I am perplexed once again.
Do I follow my heart or do I follow my head?

Sometimes the simpliest things can feel the most complex.

What is right for one, may be wrong for another.

Life isn't always easy or fair. But it is what it is, and we make the best of it.

This too will pass. There will be more mountains to climb, and more valleys to cross.

Thursday, February 19, 2009

old enough...

Why is it that we have to be of a certain age for many things, but for some very crucial things, there is no age limit?


You must be 14 yrs old, in the state of Indiana, to obtain a work permit (with restrictions)

You must be 16 yrs old, in the state of Indiana, to obtain a driver's license.

You must be 18 yrs old, to obtain a voter's registration.

You must be 18 yrs old, to buy cigarettes.

You must be 18 yrs old, to enter the military and fight for our country.

You must be 18 yrs old, to obtain a gun permit.

Unless you request emancipation, you must be 18 yrs old, to be considered an adult.

Marriage, varies from state to state, but I think for the most part, you have to be 18 yrs old to obtain a marriage license.

You must be 21 yrs old, to buy alcohol.

HOWEVER~

As long as you are physically able to procreate, you can have children (no instructions or training required!) You can even have children if you are a criminal, a molester, or unstable!

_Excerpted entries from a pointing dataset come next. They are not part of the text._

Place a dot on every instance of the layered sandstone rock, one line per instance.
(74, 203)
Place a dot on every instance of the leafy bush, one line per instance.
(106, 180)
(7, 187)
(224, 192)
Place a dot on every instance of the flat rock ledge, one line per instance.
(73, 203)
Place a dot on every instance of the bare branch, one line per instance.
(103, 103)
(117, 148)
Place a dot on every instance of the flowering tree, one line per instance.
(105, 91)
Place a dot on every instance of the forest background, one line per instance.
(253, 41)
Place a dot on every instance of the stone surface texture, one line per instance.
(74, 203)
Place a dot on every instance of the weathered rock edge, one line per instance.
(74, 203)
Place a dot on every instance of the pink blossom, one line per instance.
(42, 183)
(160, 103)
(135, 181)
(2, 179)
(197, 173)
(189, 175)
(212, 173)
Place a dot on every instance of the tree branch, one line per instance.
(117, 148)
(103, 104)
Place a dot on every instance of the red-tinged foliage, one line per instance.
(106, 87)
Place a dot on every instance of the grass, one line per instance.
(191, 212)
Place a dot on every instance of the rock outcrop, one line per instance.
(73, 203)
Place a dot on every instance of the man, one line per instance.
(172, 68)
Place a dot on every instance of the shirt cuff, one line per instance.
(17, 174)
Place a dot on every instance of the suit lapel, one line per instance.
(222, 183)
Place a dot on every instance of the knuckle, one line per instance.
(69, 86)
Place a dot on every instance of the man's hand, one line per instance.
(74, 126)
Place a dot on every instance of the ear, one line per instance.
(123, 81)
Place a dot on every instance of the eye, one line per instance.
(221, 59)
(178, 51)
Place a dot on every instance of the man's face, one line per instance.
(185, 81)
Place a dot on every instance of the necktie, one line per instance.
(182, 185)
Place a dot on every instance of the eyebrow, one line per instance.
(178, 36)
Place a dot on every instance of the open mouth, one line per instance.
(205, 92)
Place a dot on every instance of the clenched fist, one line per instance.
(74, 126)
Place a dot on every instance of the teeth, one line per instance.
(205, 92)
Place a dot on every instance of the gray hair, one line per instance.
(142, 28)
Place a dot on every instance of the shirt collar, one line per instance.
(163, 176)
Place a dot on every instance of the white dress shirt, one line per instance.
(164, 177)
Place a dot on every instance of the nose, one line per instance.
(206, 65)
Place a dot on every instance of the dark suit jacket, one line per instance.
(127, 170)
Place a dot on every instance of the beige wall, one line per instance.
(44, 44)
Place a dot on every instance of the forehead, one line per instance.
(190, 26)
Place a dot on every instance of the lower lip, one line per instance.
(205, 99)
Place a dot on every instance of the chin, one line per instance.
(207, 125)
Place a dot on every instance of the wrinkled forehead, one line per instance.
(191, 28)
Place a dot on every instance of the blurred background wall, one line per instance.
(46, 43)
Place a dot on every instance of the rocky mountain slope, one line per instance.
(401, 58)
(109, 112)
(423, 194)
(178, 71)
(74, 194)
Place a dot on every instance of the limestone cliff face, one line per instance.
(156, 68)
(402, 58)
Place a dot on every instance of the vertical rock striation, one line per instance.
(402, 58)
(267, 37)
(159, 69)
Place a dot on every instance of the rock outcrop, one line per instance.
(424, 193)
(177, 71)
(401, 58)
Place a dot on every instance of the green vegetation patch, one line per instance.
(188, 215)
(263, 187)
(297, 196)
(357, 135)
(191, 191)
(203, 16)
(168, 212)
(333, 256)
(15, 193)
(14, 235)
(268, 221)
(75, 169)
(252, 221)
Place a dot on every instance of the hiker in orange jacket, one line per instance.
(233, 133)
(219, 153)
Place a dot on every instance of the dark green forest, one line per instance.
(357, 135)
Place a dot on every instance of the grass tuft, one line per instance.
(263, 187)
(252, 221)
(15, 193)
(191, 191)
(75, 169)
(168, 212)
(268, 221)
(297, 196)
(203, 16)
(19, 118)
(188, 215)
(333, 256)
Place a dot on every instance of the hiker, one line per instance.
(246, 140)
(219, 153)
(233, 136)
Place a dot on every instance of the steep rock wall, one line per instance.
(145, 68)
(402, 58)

As long as you meet the age requirements, you can vote, no matter if you are an imbecile, racist, or terrorist!

You can pretty much buy a gun, after a little back ground search, and I do mean LITTLE, if you intend on using it on others.

Even though we consider you an adult, old enough to make decision like marriage, voting, buying a gun and cigarettes, as well as fighting for our country, we don't think you are old enough to drink alcohol.


I could go on.

I just got a little pissy thinking about this last night. It makes no sense to me.

Do you wonder where we messed up on some of this? What the heck?